Dr. Berîvan Sorgul, a Kurdish geophysicist at Salahaddin University, explains: "In Iceland, you go down to touch the magma’s breath. In Kurdistan, you don’t need to go down. The magma’s breath comes up through thousands of fractures. Our basement is a hot, leaking pressure cooker. That’s the 'Kurdish Hot' in scientific terms." The keyword "hot" isn’t just descriptive—it’s economic. The Kurdish region sits on one of the world’s last untapped geothermal reservoirs.

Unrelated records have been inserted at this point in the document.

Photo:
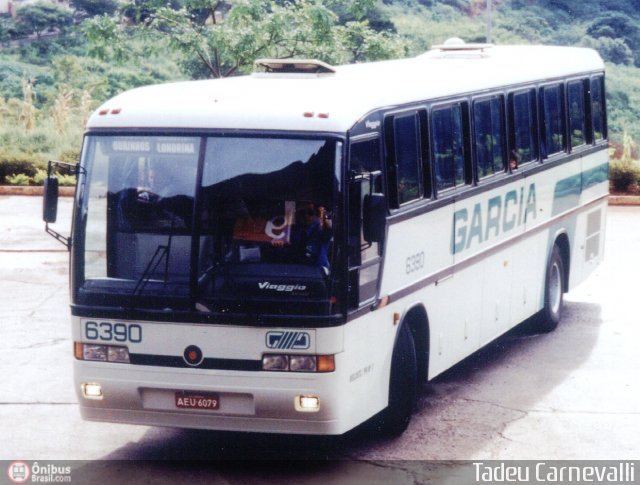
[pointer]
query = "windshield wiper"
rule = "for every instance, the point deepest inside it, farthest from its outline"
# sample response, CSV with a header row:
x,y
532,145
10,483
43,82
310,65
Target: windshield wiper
x,y
162,252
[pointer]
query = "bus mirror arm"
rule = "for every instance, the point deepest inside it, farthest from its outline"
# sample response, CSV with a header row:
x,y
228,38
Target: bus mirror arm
x,y
50,199
374,217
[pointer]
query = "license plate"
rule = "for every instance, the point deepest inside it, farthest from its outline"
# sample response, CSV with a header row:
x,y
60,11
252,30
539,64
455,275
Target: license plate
x,y
197,400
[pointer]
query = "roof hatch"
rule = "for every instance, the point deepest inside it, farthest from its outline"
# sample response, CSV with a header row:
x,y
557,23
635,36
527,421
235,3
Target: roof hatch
x,y
293,66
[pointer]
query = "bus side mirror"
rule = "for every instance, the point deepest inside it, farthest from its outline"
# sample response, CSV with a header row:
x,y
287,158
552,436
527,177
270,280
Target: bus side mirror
x,y
374,217
50,201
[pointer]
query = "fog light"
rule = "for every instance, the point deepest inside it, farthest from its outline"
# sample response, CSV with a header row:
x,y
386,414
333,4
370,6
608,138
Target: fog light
x,y
302,363
91,390
307,404
275,362
118,354
94,352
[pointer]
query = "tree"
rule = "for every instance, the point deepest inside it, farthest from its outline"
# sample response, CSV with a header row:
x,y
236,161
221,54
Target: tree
x,y
620,28
218,39
41,17
96,7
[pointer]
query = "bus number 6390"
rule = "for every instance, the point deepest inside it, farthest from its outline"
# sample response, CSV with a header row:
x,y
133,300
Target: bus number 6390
x,y
113,332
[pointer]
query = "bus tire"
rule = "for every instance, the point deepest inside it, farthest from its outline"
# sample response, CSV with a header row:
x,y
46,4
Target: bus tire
x,y
548,319
403,386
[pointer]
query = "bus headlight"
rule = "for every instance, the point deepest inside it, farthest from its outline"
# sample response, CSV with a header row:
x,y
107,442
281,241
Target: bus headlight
x,y
298,363
91,390
275,362
101,353
307,404
302,363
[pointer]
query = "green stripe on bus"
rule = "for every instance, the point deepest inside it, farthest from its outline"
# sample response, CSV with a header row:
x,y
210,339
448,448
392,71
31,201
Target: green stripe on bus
x,y
567,192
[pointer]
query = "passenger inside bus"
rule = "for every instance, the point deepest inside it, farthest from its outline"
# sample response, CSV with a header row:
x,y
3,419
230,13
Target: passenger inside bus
x,y
303,239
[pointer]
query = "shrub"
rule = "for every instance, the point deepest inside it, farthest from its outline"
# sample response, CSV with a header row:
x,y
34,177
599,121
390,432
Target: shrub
x,y
40,176
18,179
66,180
19,163
623,174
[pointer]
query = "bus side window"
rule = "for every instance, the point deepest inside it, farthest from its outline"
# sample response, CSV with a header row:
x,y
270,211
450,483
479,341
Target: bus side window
x,y
553,119
577,115
404,158
488,123
448,147
598,109
524,133
365,172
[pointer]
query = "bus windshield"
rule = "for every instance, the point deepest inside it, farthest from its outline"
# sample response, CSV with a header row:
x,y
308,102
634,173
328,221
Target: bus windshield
x,y
216,224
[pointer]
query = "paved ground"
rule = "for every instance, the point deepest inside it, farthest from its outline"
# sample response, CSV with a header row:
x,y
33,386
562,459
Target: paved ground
x,y
572,394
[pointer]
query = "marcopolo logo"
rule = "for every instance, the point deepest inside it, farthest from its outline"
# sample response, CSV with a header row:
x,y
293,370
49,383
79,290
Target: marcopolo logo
x,y
288,340
266,285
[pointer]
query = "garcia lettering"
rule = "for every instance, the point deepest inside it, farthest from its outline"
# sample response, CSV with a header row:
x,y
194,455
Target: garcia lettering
x,y
489,219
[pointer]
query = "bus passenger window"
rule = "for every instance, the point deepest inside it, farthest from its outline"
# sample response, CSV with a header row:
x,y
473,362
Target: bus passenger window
x,y
553,119
488,136
524,136
598,109
575,97
407,157
448,147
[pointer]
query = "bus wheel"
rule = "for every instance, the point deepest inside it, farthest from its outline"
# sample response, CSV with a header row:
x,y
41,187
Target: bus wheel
x,y
549,317
403,386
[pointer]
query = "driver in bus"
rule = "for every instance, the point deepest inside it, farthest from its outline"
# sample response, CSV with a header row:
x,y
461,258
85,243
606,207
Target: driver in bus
x,y
310,236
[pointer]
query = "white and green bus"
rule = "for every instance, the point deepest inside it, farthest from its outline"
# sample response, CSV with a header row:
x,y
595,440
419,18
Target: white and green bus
x,y
295,250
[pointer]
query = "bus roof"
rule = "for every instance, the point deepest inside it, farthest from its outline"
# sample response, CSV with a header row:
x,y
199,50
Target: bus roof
x,y
327,101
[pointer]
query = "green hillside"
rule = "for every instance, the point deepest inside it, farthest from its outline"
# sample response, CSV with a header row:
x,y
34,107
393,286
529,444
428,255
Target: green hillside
x,y
57,65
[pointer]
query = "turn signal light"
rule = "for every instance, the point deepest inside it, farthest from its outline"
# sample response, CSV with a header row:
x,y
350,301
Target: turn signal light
x,y
298,363
101,353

This is the mythological bedrock of the —not just heat, but sacred, dangerous, transformative energy. Part 3: The Real Journey – Enter the Caves of Koma Xênî If one were to attempt a literal "journey to the center of the earth" in Kurdish territory, the starting point would be the Koma Xênî cave system in the Qandil Mountains. At 2,500 meters above sea level, the entrance is a frozen wind-scoured maw. But descend only 200 meters, and something extraordinary happens: the temperature flips. journey to the center of the earth kurdish hot

As climate change drives interest in geothermal energy, as speleologists push deeper into the Qandil caves, and as Kurdish scientists map the mantle’s whispers, one thing becomes clear: The magma’s breath comes up through thousands of fractures

Outside: -10°C (14°F). Inside at depth: 32°C (89.6°F) and rising. The Kurdish region sits on one of the

When he emerged, his hair had turned white, but his eyes glowed amber. He described a "second sun" below the mountains—a core of liquid stone that whispered to him the secrets of earthquakes. Villagers called him Agirbêj (The Fire-Speaker). To this day, elders in the Dersim region warn children not to throw stones into deep crevices, for "the Earth’s stomach is hot, and it remembers."

By Roj Garzan | Adventure Correspondent

Speleologists from the French Sorbonne expedition of 2019 measured the geothermal anomaly. At 380 meters down—the deepest point reached due to lack of funding and political instability—the rock face was too hot to touch barehanded, registering 68°C (154°F). The team called it (The Kurdish Heat).